At this point, it’s clear there are a number of persistent issues holding virtual reality back from the world-changing potential many industry watchers saw just a few years ago. VR technology as a whole is still plagued by problems like relatively high costs, limited resolutions/field of view, awkward natural motion controls, and a general lack of “killer app” software.
But despite slow progress on many of the remaining problems with VR, one area of the technology hasn’t seen much significant progress: comfort and form factor. Nearly four years after the launch of the Oculus Rift, the market is still married to that unit’s same bulky, ski-goggle-style headset design, which blocks almost the entire top half of your face with a large display rectangle held in place via headstraps or over-the-skull supports.
At CES this week, Panasonic seems set to become the first company making a serious effort at progress on this important VR front. The company’s new virtual reality concept product isn’t a “headset” in the standard VR mold but instead “boasts a comfortable fit that makes users feel as if they were wearing eyeglasses.”
Does it work?
Details are pretty light on Panasonic’s “reference product,” but a press release says the eyeglasses sport micro OLED panels that eliminate the “screen door effect” at UHD resolution (usually 3840×2160, though it’s unclear if this covers one or both eyes). Those panels are also the first in the VR space to sport HDR colors, which could help make virtual worlds more vivid if they ever make it to an actual consumer product.

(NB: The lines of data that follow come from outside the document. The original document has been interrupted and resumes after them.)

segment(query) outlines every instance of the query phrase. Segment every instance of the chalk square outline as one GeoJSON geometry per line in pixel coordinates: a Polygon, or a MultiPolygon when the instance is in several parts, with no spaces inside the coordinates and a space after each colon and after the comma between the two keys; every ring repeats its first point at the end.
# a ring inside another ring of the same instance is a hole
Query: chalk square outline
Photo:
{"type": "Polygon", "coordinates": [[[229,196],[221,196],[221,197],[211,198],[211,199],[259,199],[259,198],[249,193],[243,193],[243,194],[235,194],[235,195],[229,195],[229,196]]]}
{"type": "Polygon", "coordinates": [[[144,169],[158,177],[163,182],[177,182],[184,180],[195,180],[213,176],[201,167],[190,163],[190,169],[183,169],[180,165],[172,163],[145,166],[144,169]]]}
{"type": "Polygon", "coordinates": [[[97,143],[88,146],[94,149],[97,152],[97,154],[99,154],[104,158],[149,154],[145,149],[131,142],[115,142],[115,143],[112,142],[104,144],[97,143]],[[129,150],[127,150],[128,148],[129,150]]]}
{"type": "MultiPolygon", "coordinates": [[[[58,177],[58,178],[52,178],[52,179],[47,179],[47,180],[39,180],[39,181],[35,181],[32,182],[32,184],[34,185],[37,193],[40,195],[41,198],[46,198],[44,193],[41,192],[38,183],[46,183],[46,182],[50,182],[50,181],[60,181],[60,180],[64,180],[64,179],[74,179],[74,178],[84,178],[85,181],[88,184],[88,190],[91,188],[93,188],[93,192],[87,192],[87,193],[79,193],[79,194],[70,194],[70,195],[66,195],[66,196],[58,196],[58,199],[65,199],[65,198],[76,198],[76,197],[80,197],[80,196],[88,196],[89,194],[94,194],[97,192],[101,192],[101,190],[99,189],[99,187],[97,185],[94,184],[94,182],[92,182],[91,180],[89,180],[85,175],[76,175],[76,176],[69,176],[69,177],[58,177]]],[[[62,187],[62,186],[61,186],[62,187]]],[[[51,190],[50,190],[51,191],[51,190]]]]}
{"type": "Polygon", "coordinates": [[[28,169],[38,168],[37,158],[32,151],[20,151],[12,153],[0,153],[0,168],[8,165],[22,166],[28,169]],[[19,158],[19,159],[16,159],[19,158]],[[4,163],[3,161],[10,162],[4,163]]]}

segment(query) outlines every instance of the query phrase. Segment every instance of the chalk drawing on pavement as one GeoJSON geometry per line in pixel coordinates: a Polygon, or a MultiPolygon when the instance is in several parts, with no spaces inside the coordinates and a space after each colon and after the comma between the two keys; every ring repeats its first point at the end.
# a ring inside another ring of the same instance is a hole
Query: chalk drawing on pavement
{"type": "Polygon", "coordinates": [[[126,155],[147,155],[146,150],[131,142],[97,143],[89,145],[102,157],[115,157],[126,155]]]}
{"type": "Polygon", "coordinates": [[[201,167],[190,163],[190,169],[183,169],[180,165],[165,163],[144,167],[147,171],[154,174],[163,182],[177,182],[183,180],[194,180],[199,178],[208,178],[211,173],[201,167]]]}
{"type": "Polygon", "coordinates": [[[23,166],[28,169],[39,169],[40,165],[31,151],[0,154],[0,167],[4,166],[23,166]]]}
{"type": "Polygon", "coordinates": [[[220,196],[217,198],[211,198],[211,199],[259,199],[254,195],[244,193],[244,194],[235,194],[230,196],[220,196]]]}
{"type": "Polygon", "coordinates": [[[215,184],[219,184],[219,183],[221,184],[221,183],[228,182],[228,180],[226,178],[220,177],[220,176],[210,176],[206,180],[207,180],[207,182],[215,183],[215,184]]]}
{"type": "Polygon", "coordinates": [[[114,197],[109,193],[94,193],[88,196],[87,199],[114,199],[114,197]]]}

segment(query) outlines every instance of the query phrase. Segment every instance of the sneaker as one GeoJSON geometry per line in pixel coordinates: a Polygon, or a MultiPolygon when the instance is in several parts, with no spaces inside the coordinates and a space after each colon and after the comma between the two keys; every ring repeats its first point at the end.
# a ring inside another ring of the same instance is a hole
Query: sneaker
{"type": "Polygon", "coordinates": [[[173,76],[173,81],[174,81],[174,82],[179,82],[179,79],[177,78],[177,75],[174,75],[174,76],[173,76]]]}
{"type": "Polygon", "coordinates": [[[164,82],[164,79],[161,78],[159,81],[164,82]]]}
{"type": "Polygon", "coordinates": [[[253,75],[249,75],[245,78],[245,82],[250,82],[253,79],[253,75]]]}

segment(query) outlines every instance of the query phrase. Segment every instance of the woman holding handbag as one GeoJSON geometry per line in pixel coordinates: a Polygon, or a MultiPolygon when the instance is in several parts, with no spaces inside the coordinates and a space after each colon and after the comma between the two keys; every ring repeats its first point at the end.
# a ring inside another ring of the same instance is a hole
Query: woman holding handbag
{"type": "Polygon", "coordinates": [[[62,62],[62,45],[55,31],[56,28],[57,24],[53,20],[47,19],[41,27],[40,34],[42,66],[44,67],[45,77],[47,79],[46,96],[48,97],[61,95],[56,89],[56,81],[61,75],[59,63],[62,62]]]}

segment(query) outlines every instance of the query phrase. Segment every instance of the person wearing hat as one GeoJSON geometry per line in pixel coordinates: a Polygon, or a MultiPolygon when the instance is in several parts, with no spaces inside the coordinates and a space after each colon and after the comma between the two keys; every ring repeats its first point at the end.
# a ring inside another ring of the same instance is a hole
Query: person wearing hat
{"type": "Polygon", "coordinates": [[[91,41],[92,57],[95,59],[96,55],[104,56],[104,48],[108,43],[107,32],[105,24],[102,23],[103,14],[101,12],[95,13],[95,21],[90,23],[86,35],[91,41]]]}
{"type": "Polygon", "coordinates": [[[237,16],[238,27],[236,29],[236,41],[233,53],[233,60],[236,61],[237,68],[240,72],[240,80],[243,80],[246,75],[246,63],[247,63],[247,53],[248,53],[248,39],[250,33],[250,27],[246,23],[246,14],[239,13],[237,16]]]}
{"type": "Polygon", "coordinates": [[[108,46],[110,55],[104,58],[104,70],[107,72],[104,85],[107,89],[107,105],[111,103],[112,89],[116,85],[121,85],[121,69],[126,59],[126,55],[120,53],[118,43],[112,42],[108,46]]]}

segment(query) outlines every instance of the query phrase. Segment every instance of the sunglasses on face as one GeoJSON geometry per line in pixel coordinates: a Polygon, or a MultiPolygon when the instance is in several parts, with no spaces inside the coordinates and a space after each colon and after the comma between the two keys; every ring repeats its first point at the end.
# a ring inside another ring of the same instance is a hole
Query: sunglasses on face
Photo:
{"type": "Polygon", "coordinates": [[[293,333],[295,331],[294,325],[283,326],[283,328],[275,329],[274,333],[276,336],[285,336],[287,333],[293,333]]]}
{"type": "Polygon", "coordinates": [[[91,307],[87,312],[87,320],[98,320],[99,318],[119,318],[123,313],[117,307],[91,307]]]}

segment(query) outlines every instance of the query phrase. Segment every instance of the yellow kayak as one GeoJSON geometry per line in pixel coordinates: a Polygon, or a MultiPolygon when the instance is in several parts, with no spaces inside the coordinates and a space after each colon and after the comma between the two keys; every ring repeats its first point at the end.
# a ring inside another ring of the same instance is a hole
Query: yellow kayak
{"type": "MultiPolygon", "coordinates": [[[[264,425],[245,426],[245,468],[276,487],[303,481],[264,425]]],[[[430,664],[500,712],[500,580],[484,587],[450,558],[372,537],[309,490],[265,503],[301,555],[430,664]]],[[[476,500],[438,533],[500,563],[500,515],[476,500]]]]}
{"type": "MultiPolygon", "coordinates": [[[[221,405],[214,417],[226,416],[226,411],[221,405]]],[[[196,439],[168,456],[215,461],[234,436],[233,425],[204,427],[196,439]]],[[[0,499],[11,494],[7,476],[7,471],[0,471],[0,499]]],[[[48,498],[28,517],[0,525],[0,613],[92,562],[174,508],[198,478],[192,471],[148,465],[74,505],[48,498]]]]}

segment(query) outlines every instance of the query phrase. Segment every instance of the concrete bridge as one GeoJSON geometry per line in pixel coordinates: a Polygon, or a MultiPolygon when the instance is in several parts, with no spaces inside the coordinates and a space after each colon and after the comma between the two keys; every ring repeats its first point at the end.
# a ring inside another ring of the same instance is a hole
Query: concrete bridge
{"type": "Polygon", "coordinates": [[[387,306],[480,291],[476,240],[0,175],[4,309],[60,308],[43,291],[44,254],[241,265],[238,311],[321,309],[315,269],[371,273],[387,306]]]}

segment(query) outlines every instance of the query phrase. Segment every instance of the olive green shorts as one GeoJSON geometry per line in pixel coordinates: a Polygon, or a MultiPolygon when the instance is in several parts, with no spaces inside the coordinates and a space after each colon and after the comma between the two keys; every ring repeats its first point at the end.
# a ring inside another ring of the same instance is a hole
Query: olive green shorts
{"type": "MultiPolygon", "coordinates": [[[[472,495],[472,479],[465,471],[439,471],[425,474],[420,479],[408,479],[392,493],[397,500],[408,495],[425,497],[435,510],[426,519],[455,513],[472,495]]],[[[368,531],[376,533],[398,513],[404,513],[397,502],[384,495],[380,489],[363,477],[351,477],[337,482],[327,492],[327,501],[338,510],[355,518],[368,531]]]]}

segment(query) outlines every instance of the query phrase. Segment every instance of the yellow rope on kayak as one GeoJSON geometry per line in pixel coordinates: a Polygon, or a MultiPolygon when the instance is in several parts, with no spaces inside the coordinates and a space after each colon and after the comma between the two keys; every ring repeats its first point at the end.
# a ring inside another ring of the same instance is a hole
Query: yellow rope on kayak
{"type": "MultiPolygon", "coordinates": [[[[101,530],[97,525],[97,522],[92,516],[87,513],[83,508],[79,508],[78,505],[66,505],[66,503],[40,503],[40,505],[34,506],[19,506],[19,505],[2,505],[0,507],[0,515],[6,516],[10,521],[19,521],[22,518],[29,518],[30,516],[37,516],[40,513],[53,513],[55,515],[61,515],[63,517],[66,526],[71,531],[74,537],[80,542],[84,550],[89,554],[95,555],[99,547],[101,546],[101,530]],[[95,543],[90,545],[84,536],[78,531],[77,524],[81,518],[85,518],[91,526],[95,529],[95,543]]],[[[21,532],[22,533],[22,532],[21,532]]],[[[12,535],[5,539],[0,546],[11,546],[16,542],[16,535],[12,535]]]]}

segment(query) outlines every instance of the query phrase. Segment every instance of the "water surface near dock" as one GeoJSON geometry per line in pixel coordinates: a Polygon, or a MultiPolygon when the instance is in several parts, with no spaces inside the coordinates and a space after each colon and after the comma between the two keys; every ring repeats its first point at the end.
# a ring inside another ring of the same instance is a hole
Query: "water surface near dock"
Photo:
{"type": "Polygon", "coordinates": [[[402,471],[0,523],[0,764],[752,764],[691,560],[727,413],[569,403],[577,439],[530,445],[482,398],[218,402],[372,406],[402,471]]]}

But those specifics are less important at this point than the “compact and lightweight body enabling the device to be worn in comfort without the need for a headband,” as Panasonic puts it. Panasonic credits a collaboration with 3M and Massachusetts-based Kopin Corporation for creating a new “optical module” that “allows the display of natural and distortion-free images in super single focus” despite the eyeglass-like shape.
Can these eyeglasses actually provide a passable VR experience in such a form factor? A hands-on report from The Verge mentions that the micro OLED panels create a smaller, squarer image that has a smaller viewing angle than existing VR headsets. The eyeglass-style arms that hold Panasonic’s device over the ears also had some trouble keeping the “front-heavy” design in place when the head was tilted forward, according to The Verge.
For the moment, though, we’re less concerned with these specific limitations than we are excited about the potential of this completely new design direction for VR devices as a whole. Remember, it was just over seven years ago that Oculus’ “state of the art” VR prototype was an 800×640 resolution (per eye) box held together with duct tape and held to your face with an elastic strap. If that prototype could lead to the excellent Oculus Quest in just a few short years, imagine where Panasonic’s “eyeglasses” design could lead with more time and dedicated development.
Putting virtual reality into a comfortable, easy-to-wear eyeglass-style form factor won’t solve all of the myriad problems holding the technology back. But Panasonic’s efforts could be the first step in breaking down the major walls of comfort and form factor that are still preventing mass adoption of VR.